The ban charity lobbying is yet another change that is leading us toward a permanent Tory government

The announcement that ministers are to ban charities from using taxpayers’ money to lobby the Government or political parties was greeted with predictable howls of anguish by the charity sector. The story looked like a one-day wonder, but it may be part of a wider pattern of behaviour in which the Conservatives are quietly but ruthlessly using their Commons majority to tip the scales permanently in their favour.

Labour is crying foul, but it would do that, wouldn’t it? More serious is the criticism from Lord Kerslake, until 2014 the head of the Civil Service, who accuses the Government of having “a worrying authoritarian streak.” The crossbench peer has turned into a thorn in the side of the ministers with whom he once clashed.
Lord Kerslake accuses ministers of “double standards”, planning curbs to the Freedom of Information Act while they routinely leak information to the media. He criticises plans to deprive Labour of up to £8m a year by forcing trade union members to opt in to pay the political levy, rather than opt out. For good measure, ministers are cutting state aid to opposition parties by 19 per cent, depriving Labour of another £1m a year.

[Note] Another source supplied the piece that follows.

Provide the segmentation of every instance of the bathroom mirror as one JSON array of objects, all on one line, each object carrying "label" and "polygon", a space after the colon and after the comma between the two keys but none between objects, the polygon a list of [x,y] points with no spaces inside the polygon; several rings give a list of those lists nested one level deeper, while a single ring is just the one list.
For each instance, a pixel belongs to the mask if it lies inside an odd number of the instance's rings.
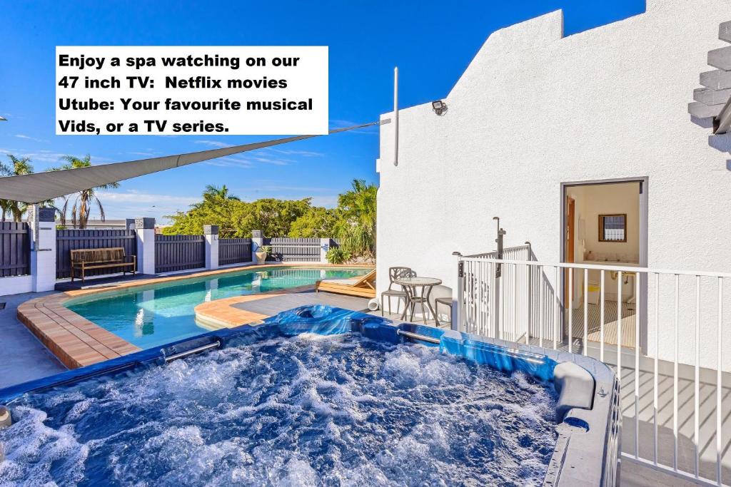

Kerslake opposes proposals to clip the power of the House of Lords to veto secondary legislation, following its decision to block George Osborne’s £4.4bn of cuts to tax credits last autumn. “These smack to me of a government that’s uncomfortable with challenge,” he says.

And he warns that the Tories’ plans “threaten the future of social housing”, as local authorities must sell off council houses to fund the right to buy for housing association tenants. The Government does seem intent on creating a new generation of home owners (and Tory voters?). The Tories are open to further charges of rigging the system in their favour. Changes to constituency boundaries, blocked by the Lib Dems in the Coalition Government, will give the Tories a 20-seat advantage at the 2020 general election. The switch from household to individual voter registration, expected to reduce the number of non-Tory voters on the electoral roll, will probably give the Tories another handful of seats.
Of course, David Cameron can point to the mandate he won last year, and his aides insist that many of the “entirely defensible” changes were flagged up in the Tory manifesto. Up to a point: it promised to seek agreement on a “comprehensive package of party funding reform”, but the Government has produced a single change, which just happens to hit Labour hard. Labour may look weak now, and the prospect of a Labour government may seem remote, but by re-engineering the system to their advantage, the Tories may invite a revenge attack by a future administration of another hue.

Don’t all governments do it? True, Labour’s hands are not clean on previous boundary changes. Margaret Thatcher certainly used her power to tilt the scales through measures such as allowing council tenants to buy their homes. But although Tony Blair won three big majorities, New Labour was nervous about upsetting the coalition of working- and middle-class voters that brought it to power. The Tories accused Gordon Brown of creating a “client state” of public sector workers and benefit and tax credit claimants.